For a short demonstration on how hashing can be applied in these situations let’s first take a look at an scenario where we create username and a password. The username may or may not be hashed but the password will most likely be. So let’s say we want to use the password “RedWolf123” for an example. If we run this through an MD5 hash as shown below the result will come out with a bunch of letters and numbers.

In the image below we can see how much of a difference the hash will be if we remove one character of this password to make it “RedWolf12”.

Now to make this application work for someone to log in the database would simply take the password the user enters in a login form, run it through a hashing algorithm such as MD5 and see if it matches the hash that is saved in the database. If there is a match it lets the user log in and if not it throws out an error message such as “Username and/or Password not correct”. I will discuss this in deeper detail in another article but for the sake of this article we will talk a bit on the integrity concept that is also applied to security.

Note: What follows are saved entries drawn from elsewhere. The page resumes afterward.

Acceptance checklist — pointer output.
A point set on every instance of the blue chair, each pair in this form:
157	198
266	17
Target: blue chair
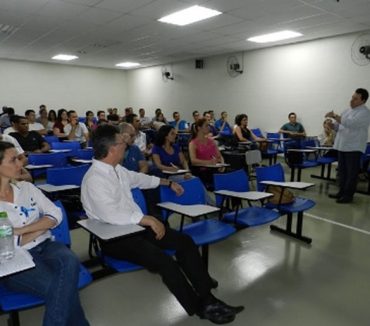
72	145
84	154
298	206
69	175
12	302
249	216
203	232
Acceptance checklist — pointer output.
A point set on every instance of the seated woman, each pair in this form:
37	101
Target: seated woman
203	151
243	134
60	123
167	155
55	276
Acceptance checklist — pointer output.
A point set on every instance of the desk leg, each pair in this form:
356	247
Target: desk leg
205	254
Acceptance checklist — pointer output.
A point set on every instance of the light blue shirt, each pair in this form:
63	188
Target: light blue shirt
352	132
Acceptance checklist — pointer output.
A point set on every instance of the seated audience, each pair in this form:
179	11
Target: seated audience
167	155
55	277
60	123
241	131
133	159
75	130
30	141
223	126
293	130
186	277
140	139
177	123
203	151
159	121
32	124
145	122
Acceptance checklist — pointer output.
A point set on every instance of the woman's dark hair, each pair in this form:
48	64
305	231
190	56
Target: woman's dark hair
198	124
162	134
102	139
52	113
239	118
3	147
60	112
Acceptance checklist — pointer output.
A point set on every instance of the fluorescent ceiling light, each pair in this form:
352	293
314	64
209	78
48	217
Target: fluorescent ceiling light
65	57
189	15
128	64
273	37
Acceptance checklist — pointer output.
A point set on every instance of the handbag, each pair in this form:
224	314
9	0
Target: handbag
280	195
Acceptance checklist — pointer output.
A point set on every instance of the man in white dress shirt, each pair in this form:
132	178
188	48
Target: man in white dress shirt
352	133
106	196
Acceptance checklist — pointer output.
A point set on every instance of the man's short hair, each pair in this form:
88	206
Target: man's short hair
364	94
103	138
70	112
130	118
28	112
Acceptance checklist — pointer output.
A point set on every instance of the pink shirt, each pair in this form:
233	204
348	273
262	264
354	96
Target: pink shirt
205	151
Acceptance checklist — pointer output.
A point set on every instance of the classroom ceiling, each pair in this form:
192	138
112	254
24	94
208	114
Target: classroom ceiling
105	32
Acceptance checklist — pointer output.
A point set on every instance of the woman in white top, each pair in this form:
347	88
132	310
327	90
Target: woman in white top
55	276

When a file is created we can use hashes to create what is also known as a checksum. This can be checked at a later time or after the file has been downloaded from a remote location to see if the hash has changed. If the hash has changed then the file itself has been altered at some point. This can be an indication of tampering and the if it is an executable file then it should be avoided or deleted altogether. Someone with malicious intent can alter the code or add new code which changes the file hash. To demonstrate this in an example we will create a simple file called note.txt with some content inside such as shown below:

Once we save this file we can then create a checksum using the md5sum command in Linux as shown below.

Again the hash shows a jumble of characters and numbers. If the file content or metadata is altered in any way the jumble of characters will change. To show that even a small difference such as adding a space in the original file the hash will change. Notice the placement of the cursor in the image below and compare where it is in the similar image above.

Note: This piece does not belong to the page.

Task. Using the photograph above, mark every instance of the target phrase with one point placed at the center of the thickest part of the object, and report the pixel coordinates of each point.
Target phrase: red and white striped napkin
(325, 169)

This will then create a new checksum using the md5sum command again as shown below:

As shown here the first 3 characters in the new hash start with 536… Even a minor change to the file changes the hash into a completely different value. This is the basis of file integrity. This is useful for many types of applications such as creating a new program to PDF files on financial data. It becomes easier to be able to trust the integrity of the file.

But wait, MD5 is considered insecure…

There are other hashing algorithms we can use such as SHA-1 or SHA-2 which can be considered more secure. One criticism of MD5 is it can fall victim of a collision attack. A collision attack is when 2 inputs create the same hash value. An example would be one password creates a hash value and a completely different password creates the same hash value which theoretically means that password would work too. I chose MD5 here for a few reasons such as historical perspective since this is an earlier concept and also since SHA-1 and SHA-2 have longer hashes. It is somewhat easier to grasp smaller numbers when learning a new concept. However to show the difference of using SHA-2 compared to MD5 I have provided the image below.

In conclusion, hashes can be a very useful tool in security. So the next time you plan to download a file there may be a checksum such as MD5 or SHA-1/SHA-2 hash associated with it. This verifies the integrity of the file and provides confidence that the file is genuine. As this is more of the theory section of the topic in later articles I will provide how you can apply this principle to verify these files on your own and also the nitty gritty of its use with passwords. In the meantime it doesn’t hurt to do some research of your own on MD5 and SHA hashes in cryptography. Don’t stress too much if it all seems fuzzy to you. Teaching yourself such topics is similar to working out as the more you do it the easier it becomes.